Unintended consequences. And it was actually the drug company trying to do the right thing, for once.
Pretty sure the original (unreasonable) availability of Oxycontin which caused the problems.
The original problem was that Purdue Pharma misrepresented it as having less risk of addiction.
I've wondered about that claim. Was there an asterisk next to that claim that said (*compared to Black Tar Heroin)? Given how crazy addictive it turned out to be shouldn't Purdue be held accountable for false advertising and public endangerment?
Pharma is far from blameless here.

Pharmaceutical companies promoted deregulation to permit advertising directly to doctors and creating quid-pro-quo situations. Pharmaceutical companies campaigned heavily for 'pain management' strategies that used 'safe' opioids. Pharmaceutical companies withhold negative trial results, generating false science. https://onlinelibrary.wiley.com/doi/pdf/10.1111/jep.12147

These 'safe' slow-release formulations allowed Pharma to generate new IP and new revenue sources.

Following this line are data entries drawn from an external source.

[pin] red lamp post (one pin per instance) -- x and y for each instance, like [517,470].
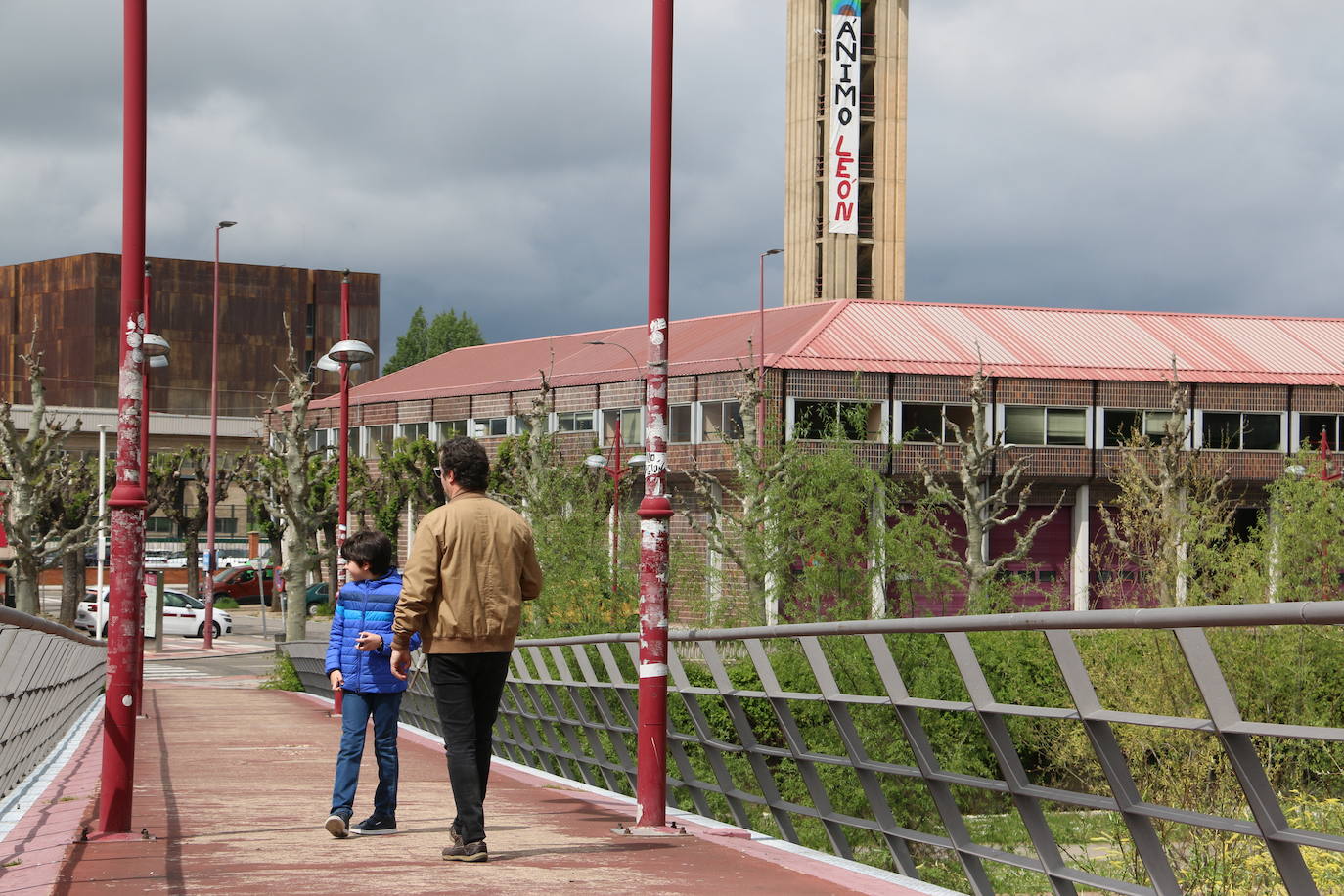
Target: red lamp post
[761,347]
[128,497]
[214,454]
[654,510]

It was never about healthcare or patient comfort, it was about money. And those addicted to opioids are paying the price.

I had family develop a dependency on Oxycontin. As someone else described, they would snort it for relief. Unfortunately, he passed a year ago due to opioid related reasons. It still hasn't quite hit my father, who also had a similar dependency but has been able to stop using it after a rehab stint.

I don't usually blame problems on a medication, but Oxycontin nearly tore my family apart, as it did countless others. Perdue and its shareholders are complicit in a Great American Tragedy playing out today with Fentanyl and Heroin. I hope they all freeze to death in hell.

I wonder if legal drugs, unquestionably the only sane policy, are ever going to happen. People all over the world overwhelmingly and increasibly support deontological view of the law over consequentialist, ie. not banning something is interpreted as supporting it; only the signal matters, results are irrelevant. That's why marijuana is the only outlier: its use is becoming accepted.

https://www.vox.com/2016/3/15/11224500/marijuana-legalizatio...

Well, and alcohol.
So it's totally cool if someone takes PCP and goes on a killing spree?
Killing is illegal already, dumbass.
The sackler family are upper class drug lords. Medical schools should be ashamed to take a dime of their blood money.
interesting, this was around the time that my old colleagues started to dabble. Most got hooked into the hard stuff themselves.